The Philosopher’s Tome

“Instructions for use: Open anywhere and if it irks you, try another page.” Eva Brann

I have dog-eared so many pages of Eva Brann’s stout and wonderful collection of maxims — Open Secrets/Inward Prospects: Reflections on a World and Soul — the book’s interior is beginning to resemble a parchment-hued stop sign. These little gems of observation are rich in wit, sometimes ironic, sometimes filled with pathos. Brann is the kind of scholar whom you can just imagine sitting at Plato’s side, her every comment a whetstone to the master’s mind. If they’d used nickels in Ancient Greece, Brann would have given him a run for every single one.

I had the delight of meeting Eva at a seminar my father held in his home some years back. The two had met through John Agresto, a former political science professor of mine, who at the time was the president of St. John’s College (the “great books” school.) Brann, a member of the faculty since 1957, was leading a discussion of Melville’s Billy Budd. Imagine attending a class of your favorite college professor, relishing it all the more for the decades passed between classes.

Brann collected these “5000 articulations” jotting two to three per page over the course of thirty years. The 33 chapters are organized around such topics as: Nature: Sightings; Politics: Privately Public; Ages: Very Young to Pretty Old. Here are a few from my peregrinations through her sightings and insights:

“There is nothing like the awkward grace of a boy embarrassed by his own gallantry.”

“The innocent bad manners of occurring intertwined in public and then stopping to talk in a friendly way to your teacher: It’s like talking to a bicephalous creature.”

“Middle age: a faintly incredulous recognition that roots have established themselves in the soil of daily life, the plant has assumed fixed contours, and its reliable fruit tastes like blessed tedium. Then stirring of longing for a glorious uprooting; grandeur and battle. Do other people get over their youth?”

“Some philosophers give you the sense (I’m thinking of Nietzsche) of writing from deep personal non-experience — especially of normal women, freshborn babies and decent men.”

At St.

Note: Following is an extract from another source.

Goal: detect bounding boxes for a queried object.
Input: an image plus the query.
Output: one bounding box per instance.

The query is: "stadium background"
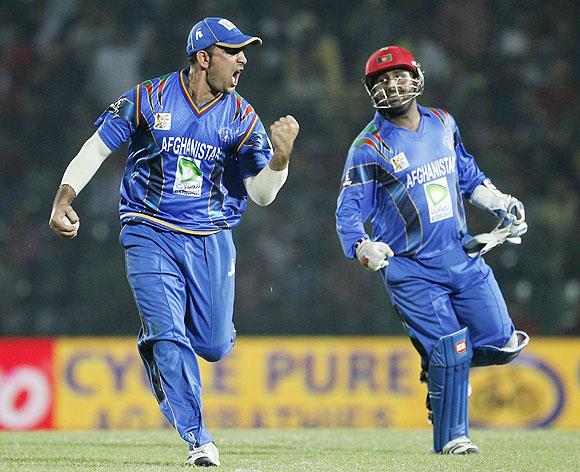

John’s professors are called “tutors” in order to signify that “learning is a cooperative enterprise carried out in small groups with persons at different stages of learning working together.” Reading Eva’s book is indeed a cooperative enterprise. You cannot help but sense that she writes from deep personal experience. You cannot help but be grateful to her for fixing her gaze so intently upon life and having the dedication to record it all for us to ponder and muse.